Although not shown in any of the pictures, the barrel does show a few pits.


The test results measured that there was 1.1 pounds more recoil energy with the lightweight pistol (as compared to the standard pistol), but that this did not hinder the usability of the pistol.

"L 1" went through most of the trials but suffered problems with angular feed which was the result of poor magazine support. Towards the end rather than fix the problem, "L 1" was replaced with "L 2".


Consider the appearance of the pistol. This is how it looked after it was dumped in the mud, in sand, and all other types of punishment. And it worked after each event.

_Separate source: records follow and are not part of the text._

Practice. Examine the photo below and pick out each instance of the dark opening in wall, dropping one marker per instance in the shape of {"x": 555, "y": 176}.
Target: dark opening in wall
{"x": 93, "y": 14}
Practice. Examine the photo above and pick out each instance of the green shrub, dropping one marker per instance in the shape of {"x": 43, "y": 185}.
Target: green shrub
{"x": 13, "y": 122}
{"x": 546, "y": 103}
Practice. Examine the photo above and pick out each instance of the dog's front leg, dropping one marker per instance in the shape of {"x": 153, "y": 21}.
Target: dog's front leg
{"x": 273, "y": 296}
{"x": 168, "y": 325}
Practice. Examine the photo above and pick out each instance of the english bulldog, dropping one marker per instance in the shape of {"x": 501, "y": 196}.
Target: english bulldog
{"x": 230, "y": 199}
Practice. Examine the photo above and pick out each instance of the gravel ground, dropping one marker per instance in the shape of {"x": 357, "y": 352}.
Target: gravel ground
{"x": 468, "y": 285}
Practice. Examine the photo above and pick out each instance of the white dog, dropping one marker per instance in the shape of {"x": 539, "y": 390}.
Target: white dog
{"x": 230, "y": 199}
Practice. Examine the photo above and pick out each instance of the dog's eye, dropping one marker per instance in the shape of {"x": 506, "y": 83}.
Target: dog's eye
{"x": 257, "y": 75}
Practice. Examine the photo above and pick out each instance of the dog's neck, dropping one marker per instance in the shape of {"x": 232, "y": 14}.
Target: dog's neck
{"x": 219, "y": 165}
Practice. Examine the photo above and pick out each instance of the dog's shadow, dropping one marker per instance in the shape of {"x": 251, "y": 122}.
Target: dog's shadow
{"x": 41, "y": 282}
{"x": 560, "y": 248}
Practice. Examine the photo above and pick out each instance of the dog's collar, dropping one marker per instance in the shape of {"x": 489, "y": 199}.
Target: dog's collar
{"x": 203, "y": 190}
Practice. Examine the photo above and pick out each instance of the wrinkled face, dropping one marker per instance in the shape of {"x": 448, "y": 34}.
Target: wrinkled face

Summary of the six pistols:

Some think that the lightweight test pistols are common. I guess that this is due to the fact that some pistols were made up from left over spare parts after the conclusion of the trials.

However, there were only six (6) of these Lightweights manufactured. Only six (6).

Two stayed in Canada. Two were sent to the United States. Two were sent to Great Britain.

The two that went to Great Britain, presently reside in the MoD Pattern Room at Nottingham.

Of the two that went to the United States, one is in the Springfield Armory Museum. The location of the other is not known. (Its serial number is 8T2326 and what a find it would be.)

Of the two that stayed in Canada, "L 2" is in a private collection in Canada. The other namely: "L 1" is in a private collection in the United States.



The data above came from Clive Law's book "Inglis Diamond", a well researched and detailed book. This pistol came from my collection.